Nessuna persona ragionevole rifiuta l’idea che l’immigrazione debba essere gestita con criterio. Ma nessuna persona onesta manca di vedere che le inibitorie e le complicazioni frapposte all’ingresso dei migranti nel nostro Paese hanno molto poco a che fare con quelle esigenze di ordinata e proficua integrazione, e semmai rispondono al proclama prima gli italiani”.

E allora varrà la pena di ricordare che un’impostazione diversa, rivolta all’accoglienza più vasta e all’integrazione quanto più effettiva e consistente dei migranti, non risponde soltanto a vaghezze caritatevoli e umanitarie, ma a un’istanza liberale che vede nell’immigrazione un elemento di arricchimento competitivo e diversificatore, uno stimolo alla concorrenza e al mercato del lavoro, un pungolo ai fianchi delle molte posizioni di rendita garantite, per via di “specificità italiana”, ad ampie fasce di lavoro protetto non nei diritti, ma nel privilegio.

La teoria secondo cui dovremmo misurare le politiche dell’accoglienza tenendo i numeri attestati sul nostro bisogno di un’immigrazione da un lato “legale”, e dall’altro lato per noi “utile”, copre una coppia di verità poco frequentate. La prima: che l’immigrazione non è illegale per conto proprio, ma perché la facciamo tale. E la seconda: che in realtà i migranti vanno bene e anche in gran numero, a patto che vadano nelle piantagioni schiaviste a raccattare ortaggi. Quella teoria si duole della mancanza, sui barconi, di immigrati “utili”, ma non dichiara la propria buona disponibilità a utilizzarli in modo esclusivo come bestie da lavoro.

In realtà ciò che ripugna a molti tra quelli che reclamano un’immigrazione “controllata e di qualità” è l’idea che una schiatta non autoctona attenti al supposto equilibrio italiano, un equilibrio anti-competitivo e di progressivo declino che un’inoculazione di sangue diverso ed energie forestiere potrebbe alterare in modo favorevole per tutti.
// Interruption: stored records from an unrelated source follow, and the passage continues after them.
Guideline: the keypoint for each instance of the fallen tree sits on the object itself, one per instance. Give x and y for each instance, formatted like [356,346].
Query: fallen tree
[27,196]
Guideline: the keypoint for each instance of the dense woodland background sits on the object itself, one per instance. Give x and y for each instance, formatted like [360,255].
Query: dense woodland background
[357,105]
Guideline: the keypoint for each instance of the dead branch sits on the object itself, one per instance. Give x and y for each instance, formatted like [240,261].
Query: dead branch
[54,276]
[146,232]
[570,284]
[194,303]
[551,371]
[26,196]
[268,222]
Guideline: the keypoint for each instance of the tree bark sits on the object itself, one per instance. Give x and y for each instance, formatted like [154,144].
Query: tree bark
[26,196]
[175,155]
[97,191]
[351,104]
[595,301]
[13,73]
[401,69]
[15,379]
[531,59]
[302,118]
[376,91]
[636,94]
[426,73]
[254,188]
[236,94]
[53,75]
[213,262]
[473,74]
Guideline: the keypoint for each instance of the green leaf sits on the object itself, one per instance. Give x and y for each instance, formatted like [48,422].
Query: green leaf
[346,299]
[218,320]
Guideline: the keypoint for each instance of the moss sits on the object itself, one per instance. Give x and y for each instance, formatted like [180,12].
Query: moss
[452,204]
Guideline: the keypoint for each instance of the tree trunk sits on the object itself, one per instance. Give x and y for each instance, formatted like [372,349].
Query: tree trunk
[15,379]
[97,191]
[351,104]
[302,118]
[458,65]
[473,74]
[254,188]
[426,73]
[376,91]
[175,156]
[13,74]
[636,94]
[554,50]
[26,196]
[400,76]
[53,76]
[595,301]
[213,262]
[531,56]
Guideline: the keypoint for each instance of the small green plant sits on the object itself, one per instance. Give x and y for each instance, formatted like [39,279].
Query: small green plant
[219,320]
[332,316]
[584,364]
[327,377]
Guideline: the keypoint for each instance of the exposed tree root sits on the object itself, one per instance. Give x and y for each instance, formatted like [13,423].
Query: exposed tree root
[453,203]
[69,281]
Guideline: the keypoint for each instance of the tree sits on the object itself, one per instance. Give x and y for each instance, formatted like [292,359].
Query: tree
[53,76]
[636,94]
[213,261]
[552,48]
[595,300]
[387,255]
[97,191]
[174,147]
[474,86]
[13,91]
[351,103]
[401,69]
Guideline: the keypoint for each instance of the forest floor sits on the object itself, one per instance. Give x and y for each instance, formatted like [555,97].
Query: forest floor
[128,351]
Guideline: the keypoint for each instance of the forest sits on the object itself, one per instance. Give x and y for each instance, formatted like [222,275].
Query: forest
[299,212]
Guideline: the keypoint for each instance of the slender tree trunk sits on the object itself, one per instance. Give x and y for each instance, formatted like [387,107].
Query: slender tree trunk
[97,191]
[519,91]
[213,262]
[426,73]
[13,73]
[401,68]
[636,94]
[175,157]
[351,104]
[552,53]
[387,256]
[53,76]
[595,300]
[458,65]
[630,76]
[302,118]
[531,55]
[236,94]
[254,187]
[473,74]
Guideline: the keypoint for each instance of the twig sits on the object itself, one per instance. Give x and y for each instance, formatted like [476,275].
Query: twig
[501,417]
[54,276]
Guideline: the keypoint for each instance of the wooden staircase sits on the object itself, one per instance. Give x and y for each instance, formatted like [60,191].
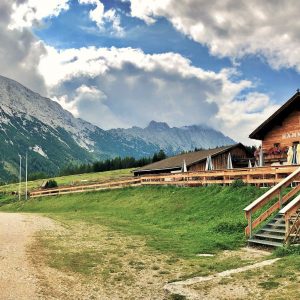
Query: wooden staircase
[272,234]
[284,227]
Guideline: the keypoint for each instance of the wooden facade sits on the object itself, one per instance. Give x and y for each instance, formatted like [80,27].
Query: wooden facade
[238,156]
[280,132]
[196,161]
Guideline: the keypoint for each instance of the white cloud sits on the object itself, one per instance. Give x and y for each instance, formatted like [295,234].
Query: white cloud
[234,28]
[27,13]
[101,17]
[20,52]
[123,87]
Ed è ben vero che per alcuni l’integrazione del migrante si riduce in prospettiva alla pratica di allocarlo sul conto del nostro welfare.

Ma è altrettanto vero che per altrettanti, sul fronte avversario, l’integrazione non va bene per ragioni esattamente opposte rispetto a quelle dichiarate: e cioè perché si porrebbe a premessa di ambizioni sociali e professionali capaci di insidiare quelle ossificate per diritto di nascita, per sedimento anti-meritocratico, per concrezione dei minuti e diffusi privilegi che non hanno preservato, ma insterilito per chiusura consanguinea, il corpo civile e produttivo del Paese.

Non saremmo a questo penoso livello del dibattito pubblico se certi presunti liberali sapessero che proprio l’ottica liberale reclama bensì regole, ma in un quadro di libertà dell’immigrazione. E non il contrario, e cioè un quadro di divieti e piccole zone di riserva per tenere gli immigrati al loro posto di schiavi.